Redact sensitive patterns from text.

Parameters:

Name Type Description Default
text str

Text to redact

required
context str

Context for audit trail

''

Returns:

Type Description
Tuple[str, bool]

Tuple of (redacted_text, was_redacted)

Source code in datason/redaction.py
def redact_text(self, text: str, context: str = "") -> Tuple[str, bool]:
    """Redact sensitive patterns from text.

    Args:
        text: Text to redact
        context: Context for audit trail

    Returns:
        Tuple of (redacted_text, was_redacted)
    """
    if not isinstance(text, str) or not self._compiled_patterns:
        return text, False

    redacted_text = text
    was_redacted = False

    for pattern in self._compiled_patterns:
        matches = pattern.findall(redacted_text)
        if matches:
            redacted_text = pattern.sub(self.redaction_replacement, redacted_text)
            was_redacted = True

            if self.audit_trail:
                for match in matches:
                    self._add_audit_entry(
                        redaction_type="pattern",
                        target=pattern.pattern,
                        original_type="string",
                        replacement=self.redaction_replacement,
                        context=context,
                    )

    if was_redacted:
        self._summary.patterns_matched.extend([p.pattern for p in self._compiled_patterns])
        self._summary.total_redactions += 1

    return redacted_text, was_redacted

should_redact_large_object(obj: Any) -> bool

Check if object should be redacted due to size.

Parameters:

Name Type Description Default
obj Any

Object to check

required

Returns:

Type Description
bool

True if object should be redacted due to size

Source code in datason/redaction.py
def should_redact_large_object(self, obj: Any) -> bool:
    """Check if object should be redacted due to size.

    Args:
        obj: Object to check

    Returns:
        True if object should be redacted due to size
    """
    if not self.redact_large_objects:
        return False

    try:
        # Estimate object size
        size = sys.getsizeof(obj)

        # For collections, estimate recursively (with limit)
        if isinstance(obj, (list, tuple)) and len(obj) > 0:
            # Sample first few items
            sample_size = min(10, len(obj))
            avg_item_size = sum(sys.getsizeof(obj[i]) for i in range(sample_size)) / sample_size
            size += int(avg_item_size * (len(obj) - sample_size))
        elif isinstance(obj, dict) and len(obj) > 0:
            # Sample first few items
            items = list(obj.items())
            sample_size = min(10, len(items))
            avg_item_size = sum(sys.getsizeof(k) + sys.getsizeof(v) for k, v in items[:sample_size]) / sample_size
            size += int(avg_item_size * (len(items) - sample_size))

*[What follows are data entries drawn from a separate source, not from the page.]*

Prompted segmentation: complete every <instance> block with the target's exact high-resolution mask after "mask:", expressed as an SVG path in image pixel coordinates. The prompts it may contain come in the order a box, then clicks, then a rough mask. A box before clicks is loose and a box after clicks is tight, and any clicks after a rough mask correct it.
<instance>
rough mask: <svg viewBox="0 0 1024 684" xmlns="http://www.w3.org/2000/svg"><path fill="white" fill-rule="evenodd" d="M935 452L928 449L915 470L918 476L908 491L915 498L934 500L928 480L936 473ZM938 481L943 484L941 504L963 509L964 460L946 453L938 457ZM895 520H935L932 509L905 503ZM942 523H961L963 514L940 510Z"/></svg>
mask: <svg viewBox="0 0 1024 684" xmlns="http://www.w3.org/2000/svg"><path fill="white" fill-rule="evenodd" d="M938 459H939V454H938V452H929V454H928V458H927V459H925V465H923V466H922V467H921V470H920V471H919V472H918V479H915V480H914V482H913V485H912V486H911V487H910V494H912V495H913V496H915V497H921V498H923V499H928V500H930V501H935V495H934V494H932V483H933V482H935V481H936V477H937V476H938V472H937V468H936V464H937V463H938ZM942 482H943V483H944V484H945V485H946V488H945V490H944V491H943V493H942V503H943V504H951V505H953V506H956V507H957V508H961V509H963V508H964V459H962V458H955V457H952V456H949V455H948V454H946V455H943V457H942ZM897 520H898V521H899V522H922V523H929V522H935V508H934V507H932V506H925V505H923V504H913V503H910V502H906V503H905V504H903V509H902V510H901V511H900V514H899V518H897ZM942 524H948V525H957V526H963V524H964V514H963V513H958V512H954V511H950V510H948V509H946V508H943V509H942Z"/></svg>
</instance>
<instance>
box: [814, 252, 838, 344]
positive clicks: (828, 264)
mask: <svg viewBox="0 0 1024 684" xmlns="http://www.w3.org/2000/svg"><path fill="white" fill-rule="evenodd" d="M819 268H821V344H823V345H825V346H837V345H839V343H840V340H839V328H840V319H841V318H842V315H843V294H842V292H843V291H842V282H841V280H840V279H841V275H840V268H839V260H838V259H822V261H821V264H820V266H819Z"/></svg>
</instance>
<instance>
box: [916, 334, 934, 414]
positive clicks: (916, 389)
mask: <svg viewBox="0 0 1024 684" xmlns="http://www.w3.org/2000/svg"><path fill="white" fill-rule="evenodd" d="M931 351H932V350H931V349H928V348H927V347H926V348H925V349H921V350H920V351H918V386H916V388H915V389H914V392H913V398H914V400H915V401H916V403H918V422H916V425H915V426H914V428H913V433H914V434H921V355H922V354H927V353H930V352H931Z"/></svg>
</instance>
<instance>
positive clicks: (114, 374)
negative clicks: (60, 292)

        return size > self.large_object_threshold

    except (TypeError, AttributeError):
        # Can't determine size, assume it's not large
        return False

Pre-built Redaction Engines

datason.create_financial_redaction_engine() -> RedactionEngine

Create a redaction engine optimized for financial data.

Source code in datason/redaction.py
def create_financial_redaction_engine() -> RedactionEngine:
    """Create a redaction engine optimized for financial data."""
    return RedactionEngine(
        redact_fields=[
            "*.password",
            "*.secret",
            "*.key",
            "*.token",
            "*.ssn",
            "*.social_security",
            "*.tax_id",
            "*.account_number",
            "*.routing_number",
            "*.credit_card",
            "*.card_number",
            "*.cvv",
            "*.pin",
        ],
        redact_patterns=[
            r"\b\d{4}[-\s]?\d{4}[-\s]?\d{4}[-\s]?\d{4}\b",  # Credit cards
            r"\b\d{3}-\d{2}-\d{4}\b",  # US SSN
            r"\b\d{9}\b",  # US Tax ID
            r"\b\d{10,12}\b",  # Account numbers
        ],
        redact_large_objects=True,
        large_object_threshold=5 * 1024 * 1024,  # 5MB for financial data
        include_redaction_summary=True,
        audit_trail=True,
    )

datason.create_healthcare_redaction_engine() -> RedactionEngine

Create a redaction engine optimized for healthcare data.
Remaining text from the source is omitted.